Daren Givoque, Financial Advisor
O’Farrell Wealth & Estate Planning | Assante Capital Management Ltd.
When you purchase a home and get a mortgage through a bank it is likely that they will offer you Creditor Insurance.
Also called mortgage insurance or loan insurance, creditor insurance makes sure that you are able to pay off your mortgage or other loans with the bank in the event of your death.
While this may sound like a good idea there are some significant drawbacks to creditor insurance that you need to be aware of.
Premiums can increase at any time
Generally, these insurance programs are not contractually guaranteed meaning the bank may increase their rates at any time without consultation. They are also “age banded” which means they have the ability to increase the premiums as you age as the initial agreement is usually only valid for one year.
It is inflexible
Creditor insurance does not allow you to take the death benefit in a lump sum cash payment and continue to pay the mortgage. As soon as your mortgage and loans are paid off the insurance coverage is terminated. This also means that the insurance coverage is only as valuable as the mortgage, which is decreasing in value over time as you make payments. Finally, if one spouse dies prematurely the other may not be covered.
It is not a legal contract
Creditor insurance is not a legal contract and banks have the authority to terminate it as they see fit. With 30 days notice, the bank can cancel your coverage leaving you without Mortgage, Life or Critical Illness insurance. The insurance is also automatically terminated if you move your mortgage to another financial institution.
It does not cover mortgage penalties
There is often a penalty when it comes to retiring a mortgage early with a bank or other lender. Typically, this amounts to approximately three months interest. This penalty cannot be included in the coverage offered by creditor insurance which means you will be paying the penalty out of pocket.
If you have any health issues you won’t be covered
Generally, if any of the health-related questions are answered “yes” you will not be offered coverage and no underwriting will take place. Also, if the institution finds out about a health issue after the fact, even if you didn’t know about it when you applied for the insurance, your claim may be denied.
Luckily there is another option:
A Term Life insurance policy is generally a better way to protect you and your family in the event of sickness or death.
Premiums stay consistent and will not change throughout the term of your policy.
The coverage does not go down as you pay off your mortgage.
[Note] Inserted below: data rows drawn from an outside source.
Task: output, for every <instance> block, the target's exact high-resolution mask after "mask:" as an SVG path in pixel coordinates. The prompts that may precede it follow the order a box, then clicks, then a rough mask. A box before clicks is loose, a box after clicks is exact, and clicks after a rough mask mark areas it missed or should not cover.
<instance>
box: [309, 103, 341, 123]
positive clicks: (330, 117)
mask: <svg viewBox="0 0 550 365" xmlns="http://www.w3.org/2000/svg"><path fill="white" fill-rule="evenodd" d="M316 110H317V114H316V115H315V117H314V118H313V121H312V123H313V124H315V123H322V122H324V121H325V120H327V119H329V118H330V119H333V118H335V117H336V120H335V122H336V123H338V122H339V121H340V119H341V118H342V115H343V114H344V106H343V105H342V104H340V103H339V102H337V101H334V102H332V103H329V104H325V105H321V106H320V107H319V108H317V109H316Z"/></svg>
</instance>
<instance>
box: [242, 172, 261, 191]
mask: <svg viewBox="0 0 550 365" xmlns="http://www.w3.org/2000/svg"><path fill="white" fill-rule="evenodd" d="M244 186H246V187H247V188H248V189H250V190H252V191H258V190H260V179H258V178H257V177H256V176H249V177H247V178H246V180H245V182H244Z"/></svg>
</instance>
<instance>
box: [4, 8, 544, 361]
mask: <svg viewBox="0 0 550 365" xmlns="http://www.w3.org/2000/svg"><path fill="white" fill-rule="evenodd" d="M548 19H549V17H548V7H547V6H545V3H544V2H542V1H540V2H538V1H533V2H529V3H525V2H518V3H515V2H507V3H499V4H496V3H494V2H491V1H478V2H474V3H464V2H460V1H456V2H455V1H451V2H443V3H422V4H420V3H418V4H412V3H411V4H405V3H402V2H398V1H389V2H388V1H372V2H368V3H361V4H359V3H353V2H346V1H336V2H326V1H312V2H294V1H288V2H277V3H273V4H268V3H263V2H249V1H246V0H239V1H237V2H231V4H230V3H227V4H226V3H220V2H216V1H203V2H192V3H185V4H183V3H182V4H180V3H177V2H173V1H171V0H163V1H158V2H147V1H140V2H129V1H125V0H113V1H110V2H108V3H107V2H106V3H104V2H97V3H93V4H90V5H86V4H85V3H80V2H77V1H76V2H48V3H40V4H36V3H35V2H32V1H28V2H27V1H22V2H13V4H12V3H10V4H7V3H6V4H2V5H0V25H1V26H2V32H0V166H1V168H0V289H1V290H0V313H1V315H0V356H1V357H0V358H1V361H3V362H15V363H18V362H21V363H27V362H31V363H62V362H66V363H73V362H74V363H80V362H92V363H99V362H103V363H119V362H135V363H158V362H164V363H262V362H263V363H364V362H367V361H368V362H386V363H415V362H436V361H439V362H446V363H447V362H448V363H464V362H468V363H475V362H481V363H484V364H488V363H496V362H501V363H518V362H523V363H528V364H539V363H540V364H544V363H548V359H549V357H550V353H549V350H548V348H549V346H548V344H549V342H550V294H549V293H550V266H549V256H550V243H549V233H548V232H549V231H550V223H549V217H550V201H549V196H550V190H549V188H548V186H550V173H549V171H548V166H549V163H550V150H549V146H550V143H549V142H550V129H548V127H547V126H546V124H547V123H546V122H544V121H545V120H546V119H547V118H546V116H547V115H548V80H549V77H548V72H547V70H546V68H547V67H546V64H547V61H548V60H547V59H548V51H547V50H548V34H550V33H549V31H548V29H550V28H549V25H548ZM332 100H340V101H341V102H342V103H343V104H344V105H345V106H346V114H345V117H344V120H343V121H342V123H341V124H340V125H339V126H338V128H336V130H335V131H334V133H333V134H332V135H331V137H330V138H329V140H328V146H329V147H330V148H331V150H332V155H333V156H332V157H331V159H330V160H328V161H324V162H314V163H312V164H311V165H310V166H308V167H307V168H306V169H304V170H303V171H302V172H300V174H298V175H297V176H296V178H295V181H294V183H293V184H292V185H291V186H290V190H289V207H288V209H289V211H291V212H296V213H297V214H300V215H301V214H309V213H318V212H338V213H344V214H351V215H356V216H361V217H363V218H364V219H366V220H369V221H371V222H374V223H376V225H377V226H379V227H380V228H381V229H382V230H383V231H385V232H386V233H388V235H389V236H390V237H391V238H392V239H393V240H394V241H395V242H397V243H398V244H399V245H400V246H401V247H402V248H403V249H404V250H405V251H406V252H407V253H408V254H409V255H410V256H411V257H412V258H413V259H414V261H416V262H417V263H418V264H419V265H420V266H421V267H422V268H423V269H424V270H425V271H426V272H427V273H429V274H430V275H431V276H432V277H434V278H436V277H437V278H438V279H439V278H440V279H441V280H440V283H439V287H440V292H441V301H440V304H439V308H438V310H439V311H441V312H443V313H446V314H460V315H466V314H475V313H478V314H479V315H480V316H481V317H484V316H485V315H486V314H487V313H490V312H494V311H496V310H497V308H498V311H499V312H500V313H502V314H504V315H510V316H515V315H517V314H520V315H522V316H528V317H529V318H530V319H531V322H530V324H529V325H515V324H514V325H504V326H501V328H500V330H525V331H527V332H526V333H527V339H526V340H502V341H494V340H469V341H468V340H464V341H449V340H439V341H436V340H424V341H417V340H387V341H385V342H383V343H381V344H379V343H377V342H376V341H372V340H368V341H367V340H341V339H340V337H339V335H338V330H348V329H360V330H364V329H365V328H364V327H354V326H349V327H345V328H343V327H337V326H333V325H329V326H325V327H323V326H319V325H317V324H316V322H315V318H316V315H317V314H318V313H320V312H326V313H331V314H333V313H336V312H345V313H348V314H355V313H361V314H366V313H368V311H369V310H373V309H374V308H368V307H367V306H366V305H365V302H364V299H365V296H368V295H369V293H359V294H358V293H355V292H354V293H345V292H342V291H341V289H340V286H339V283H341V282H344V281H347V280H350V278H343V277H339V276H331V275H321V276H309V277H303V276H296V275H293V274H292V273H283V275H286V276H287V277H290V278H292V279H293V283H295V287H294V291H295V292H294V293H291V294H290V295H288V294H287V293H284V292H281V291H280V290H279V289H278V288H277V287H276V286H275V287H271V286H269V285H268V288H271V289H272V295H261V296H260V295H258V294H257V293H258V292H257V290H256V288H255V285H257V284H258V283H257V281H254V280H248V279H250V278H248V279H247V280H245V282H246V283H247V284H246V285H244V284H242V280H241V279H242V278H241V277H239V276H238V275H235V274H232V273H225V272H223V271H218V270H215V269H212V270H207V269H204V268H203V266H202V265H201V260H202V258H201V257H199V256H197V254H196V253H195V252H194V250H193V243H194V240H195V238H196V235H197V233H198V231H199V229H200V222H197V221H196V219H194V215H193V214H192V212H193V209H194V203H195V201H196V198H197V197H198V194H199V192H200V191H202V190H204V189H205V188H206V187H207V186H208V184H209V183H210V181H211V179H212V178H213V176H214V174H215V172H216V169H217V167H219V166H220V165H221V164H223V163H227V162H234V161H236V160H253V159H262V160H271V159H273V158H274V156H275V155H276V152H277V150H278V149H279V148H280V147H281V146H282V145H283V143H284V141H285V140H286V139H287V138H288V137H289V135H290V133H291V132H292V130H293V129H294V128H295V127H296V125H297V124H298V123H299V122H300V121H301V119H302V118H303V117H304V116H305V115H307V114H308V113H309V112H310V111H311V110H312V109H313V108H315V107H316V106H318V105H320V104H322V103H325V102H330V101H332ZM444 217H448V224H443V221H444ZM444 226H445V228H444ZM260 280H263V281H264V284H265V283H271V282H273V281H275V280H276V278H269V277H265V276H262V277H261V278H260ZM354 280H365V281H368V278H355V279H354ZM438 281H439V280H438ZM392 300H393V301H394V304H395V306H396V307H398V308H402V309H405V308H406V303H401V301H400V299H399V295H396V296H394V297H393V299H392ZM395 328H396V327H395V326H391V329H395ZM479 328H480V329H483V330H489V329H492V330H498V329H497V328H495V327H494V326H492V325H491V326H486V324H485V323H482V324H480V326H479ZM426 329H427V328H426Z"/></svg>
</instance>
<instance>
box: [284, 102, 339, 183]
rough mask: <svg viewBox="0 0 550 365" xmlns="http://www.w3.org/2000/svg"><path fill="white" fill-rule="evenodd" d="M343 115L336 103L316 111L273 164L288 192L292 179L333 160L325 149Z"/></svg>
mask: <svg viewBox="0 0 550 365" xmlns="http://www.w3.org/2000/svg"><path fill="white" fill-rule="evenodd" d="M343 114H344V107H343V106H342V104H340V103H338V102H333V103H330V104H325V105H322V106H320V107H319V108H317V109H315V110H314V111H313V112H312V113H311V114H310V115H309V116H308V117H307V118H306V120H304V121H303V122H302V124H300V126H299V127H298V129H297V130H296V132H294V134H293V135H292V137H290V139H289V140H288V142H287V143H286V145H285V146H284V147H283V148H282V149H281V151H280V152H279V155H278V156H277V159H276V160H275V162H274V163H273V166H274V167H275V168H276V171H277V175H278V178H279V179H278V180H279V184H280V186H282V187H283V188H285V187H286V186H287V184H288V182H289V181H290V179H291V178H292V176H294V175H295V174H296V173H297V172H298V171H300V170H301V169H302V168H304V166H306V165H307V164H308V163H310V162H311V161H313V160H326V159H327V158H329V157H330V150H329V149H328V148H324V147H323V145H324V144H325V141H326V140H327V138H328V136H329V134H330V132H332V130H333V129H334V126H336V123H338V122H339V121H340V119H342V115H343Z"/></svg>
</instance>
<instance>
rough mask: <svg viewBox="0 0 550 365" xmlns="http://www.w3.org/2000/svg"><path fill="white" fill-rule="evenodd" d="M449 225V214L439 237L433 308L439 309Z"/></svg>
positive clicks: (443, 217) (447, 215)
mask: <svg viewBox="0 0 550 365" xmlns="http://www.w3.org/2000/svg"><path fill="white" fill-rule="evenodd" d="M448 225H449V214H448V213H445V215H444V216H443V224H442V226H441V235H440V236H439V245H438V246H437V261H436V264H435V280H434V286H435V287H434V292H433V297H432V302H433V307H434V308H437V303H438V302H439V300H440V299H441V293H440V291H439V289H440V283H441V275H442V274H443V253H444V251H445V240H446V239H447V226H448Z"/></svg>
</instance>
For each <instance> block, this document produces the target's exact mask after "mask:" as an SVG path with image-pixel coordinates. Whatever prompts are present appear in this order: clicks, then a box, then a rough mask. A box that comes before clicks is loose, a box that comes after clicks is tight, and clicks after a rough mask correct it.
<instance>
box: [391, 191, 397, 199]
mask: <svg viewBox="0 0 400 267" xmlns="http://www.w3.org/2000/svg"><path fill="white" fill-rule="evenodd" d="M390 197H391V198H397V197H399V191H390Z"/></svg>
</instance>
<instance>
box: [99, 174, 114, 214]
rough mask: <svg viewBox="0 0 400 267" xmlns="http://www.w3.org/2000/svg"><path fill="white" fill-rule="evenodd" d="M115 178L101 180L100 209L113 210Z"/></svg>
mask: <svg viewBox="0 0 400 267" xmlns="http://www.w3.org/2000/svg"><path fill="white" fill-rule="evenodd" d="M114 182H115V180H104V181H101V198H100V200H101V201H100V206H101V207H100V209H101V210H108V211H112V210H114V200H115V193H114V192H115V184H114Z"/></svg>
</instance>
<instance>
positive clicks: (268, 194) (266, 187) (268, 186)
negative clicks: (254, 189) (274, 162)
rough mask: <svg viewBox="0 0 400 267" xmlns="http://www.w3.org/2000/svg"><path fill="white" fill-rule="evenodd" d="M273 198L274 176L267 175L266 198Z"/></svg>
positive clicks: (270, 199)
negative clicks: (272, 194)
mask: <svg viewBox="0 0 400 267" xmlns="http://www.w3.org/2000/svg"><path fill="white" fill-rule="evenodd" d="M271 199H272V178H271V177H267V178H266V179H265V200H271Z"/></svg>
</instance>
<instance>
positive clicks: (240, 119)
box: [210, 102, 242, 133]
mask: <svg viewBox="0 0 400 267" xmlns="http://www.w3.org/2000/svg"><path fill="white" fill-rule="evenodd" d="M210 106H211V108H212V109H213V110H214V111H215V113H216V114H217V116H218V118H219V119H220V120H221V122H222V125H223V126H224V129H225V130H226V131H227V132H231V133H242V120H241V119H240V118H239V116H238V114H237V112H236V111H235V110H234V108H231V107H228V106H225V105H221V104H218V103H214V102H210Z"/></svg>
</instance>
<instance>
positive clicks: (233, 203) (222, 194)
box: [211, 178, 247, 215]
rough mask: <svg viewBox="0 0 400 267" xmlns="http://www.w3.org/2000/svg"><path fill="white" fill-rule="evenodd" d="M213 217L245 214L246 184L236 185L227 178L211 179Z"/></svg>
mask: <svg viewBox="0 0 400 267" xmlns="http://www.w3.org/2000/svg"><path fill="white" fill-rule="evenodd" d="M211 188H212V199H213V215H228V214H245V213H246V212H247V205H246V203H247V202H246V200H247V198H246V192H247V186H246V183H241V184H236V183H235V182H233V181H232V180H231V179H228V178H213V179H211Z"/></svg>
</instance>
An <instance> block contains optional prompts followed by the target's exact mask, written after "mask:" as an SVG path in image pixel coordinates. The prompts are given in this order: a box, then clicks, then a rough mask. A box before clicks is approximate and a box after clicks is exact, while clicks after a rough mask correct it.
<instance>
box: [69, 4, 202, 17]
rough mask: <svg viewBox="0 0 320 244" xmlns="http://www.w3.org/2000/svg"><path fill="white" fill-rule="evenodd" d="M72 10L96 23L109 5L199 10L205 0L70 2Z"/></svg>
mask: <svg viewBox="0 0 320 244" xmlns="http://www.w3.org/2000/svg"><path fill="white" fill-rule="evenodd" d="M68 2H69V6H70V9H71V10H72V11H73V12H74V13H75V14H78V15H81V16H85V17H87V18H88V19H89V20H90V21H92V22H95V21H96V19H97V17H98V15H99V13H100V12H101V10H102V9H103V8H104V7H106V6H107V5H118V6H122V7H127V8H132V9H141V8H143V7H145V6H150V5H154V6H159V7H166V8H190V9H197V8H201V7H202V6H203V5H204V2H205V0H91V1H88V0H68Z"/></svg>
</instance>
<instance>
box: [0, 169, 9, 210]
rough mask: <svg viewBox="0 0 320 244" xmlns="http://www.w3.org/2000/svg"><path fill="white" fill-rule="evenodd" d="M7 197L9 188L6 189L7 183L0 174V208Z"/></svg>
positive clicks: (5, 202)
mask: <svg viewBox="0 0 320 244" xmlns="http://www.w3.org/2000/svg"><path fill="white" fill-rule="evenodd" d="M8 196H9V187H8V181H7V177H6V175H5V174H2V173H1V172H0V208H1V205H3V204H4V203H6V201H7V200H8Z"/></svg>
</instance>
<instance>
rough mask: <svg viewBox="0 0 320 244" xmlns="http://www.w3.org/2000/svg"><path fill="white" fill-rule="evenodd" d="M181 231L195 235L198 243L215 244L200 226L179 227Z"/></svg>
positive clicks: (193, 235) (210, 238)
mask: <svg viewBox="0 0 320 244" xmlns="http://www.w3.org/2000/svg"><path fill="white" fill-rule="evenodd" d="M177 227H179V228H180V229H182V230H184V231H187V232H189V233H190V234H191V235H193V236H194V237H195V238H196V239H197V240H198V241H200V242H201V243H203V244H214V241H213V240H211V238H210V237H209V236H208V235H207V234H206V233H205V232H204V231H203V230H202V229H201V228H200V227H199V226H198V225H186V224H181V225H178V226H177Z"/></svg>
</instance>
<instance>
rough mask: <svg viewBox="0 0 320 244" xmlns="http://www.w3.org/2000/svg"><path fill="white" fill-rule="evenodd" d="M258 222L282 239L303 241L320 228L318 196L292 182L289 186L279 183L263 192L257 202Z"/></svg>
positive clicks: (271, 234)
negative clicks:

You can choose who your beneficiaries are and in the event of your death they can choose whether to use the payout to pay off the mortgage right away or invest the money.
You hold the cards when it comes to your policy, not the insurance company. Only you can cancel the policy and it stays with you even if you change banks or pay off your mortgage.
The insurance company will also do a full underwriting before the policy is issued, not at the time of the claim so you are unlikely to have any unexpected surprises.
Under a combined plan, if one spouse dies unexpectedly, the other is still insured.
Banks will make you feel like creditor insurance is the way to go, but they are just trying to sell you a product. The same coverage can be achieved through a term life insurance policy which gives you much more safety, flexibility and freedom than a creditor insurance plan offers.